300MB email account is puny by all modern standards
I don’t think 300MB per email account is puny. In fact, it’s probably average. People compare it to Google or Yahoo or other providers who are dealing with massively high volumes. But your average ISP isn’t dealing with millions of users. They may be dealing with a few thousand users at most, which is a totally different paradigm. But if you get rid of the idea of using your email as secondary file storage and just think of using it for email. 300MB stores a lot of data. For example, my current Google account has just over 600MB of data. BUT!!! That has email coming in from five of my more active email accounts (yes, I have about 12 email accounts). With that, Google is storing well over 60,000 email messages and attachments.

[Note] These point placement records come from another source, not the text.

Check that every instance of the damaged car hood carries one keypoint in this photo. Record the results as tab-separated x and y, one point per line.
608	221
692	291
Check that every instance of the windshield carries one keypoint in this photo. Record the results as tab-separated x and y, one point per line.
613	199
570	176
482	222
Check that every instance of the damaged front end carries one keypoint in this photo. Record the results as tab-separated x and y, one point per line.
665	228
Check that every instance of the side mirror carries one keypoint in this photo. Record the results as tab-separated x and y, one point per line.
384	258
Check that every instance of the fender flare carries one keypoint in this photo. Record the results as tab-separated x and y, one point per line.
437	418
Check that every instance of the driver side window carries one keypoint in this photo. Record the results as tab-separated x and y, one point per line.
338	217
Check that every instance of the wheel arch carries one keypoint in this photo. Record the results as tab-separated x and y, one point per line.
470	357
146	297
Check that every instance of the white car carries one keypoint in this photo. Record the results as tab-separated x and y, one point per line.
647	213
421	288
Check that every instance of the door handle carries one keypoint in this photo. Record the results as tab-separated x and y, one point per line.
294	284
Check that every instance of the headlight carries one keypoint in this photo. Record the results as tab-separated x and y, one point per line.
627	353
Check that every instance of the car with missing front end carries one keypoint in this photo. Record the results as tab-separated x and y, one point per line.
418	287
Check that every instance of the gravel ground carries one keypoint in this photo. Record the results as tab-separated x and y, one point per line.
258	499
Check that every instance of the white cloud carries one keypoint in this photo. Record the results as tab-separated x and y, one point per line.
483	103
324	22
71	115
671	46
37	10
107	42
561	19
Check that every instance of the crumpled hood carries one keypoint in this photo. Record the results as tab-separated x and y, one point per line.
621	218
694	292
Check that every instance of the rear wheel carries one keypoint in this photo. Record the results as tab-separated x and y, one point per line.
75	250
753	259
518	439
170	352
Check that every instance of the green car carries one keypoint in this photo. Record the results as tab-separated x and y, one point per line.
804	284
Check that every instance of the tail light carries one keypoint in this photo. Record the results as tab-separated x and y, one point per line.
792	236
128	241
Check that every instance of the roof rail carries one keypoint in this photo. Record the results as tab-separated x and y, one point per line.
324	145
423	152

The point is, a single email account for a high volume email users could take years to use up 300MB of storage. If the average email user gets 30 messages a day, 900 messages a month (which is probably slightly on the high side), without attachments, thats about 11,000 messages a year or about 11MB per year without attachments. 300MB will store close to 250,000 messages, with a variety of attachments between 100kb-2MB. This all assumes removal of spam on the regular basis. Plus more people still use POP over IMAP. And while that will eventually change, it does mean that most people are cleaning out the storage space at least once a week or so.
I know people do it, but sending large files via email, regardless if its Google, just isn’t a great idea. Lord knows enough of my clients attempt to do it; but luckily most don’t even have the patience to send a 30MB file, let alone a 100MB file.
I’d be more concern with number of emails, than size of individual accounts.
Plus with the move towards more decentralized services, if you need more than average, you can still get a basic account, have your photos stored at Flickr, your videos at YouTube, and route your email into Google.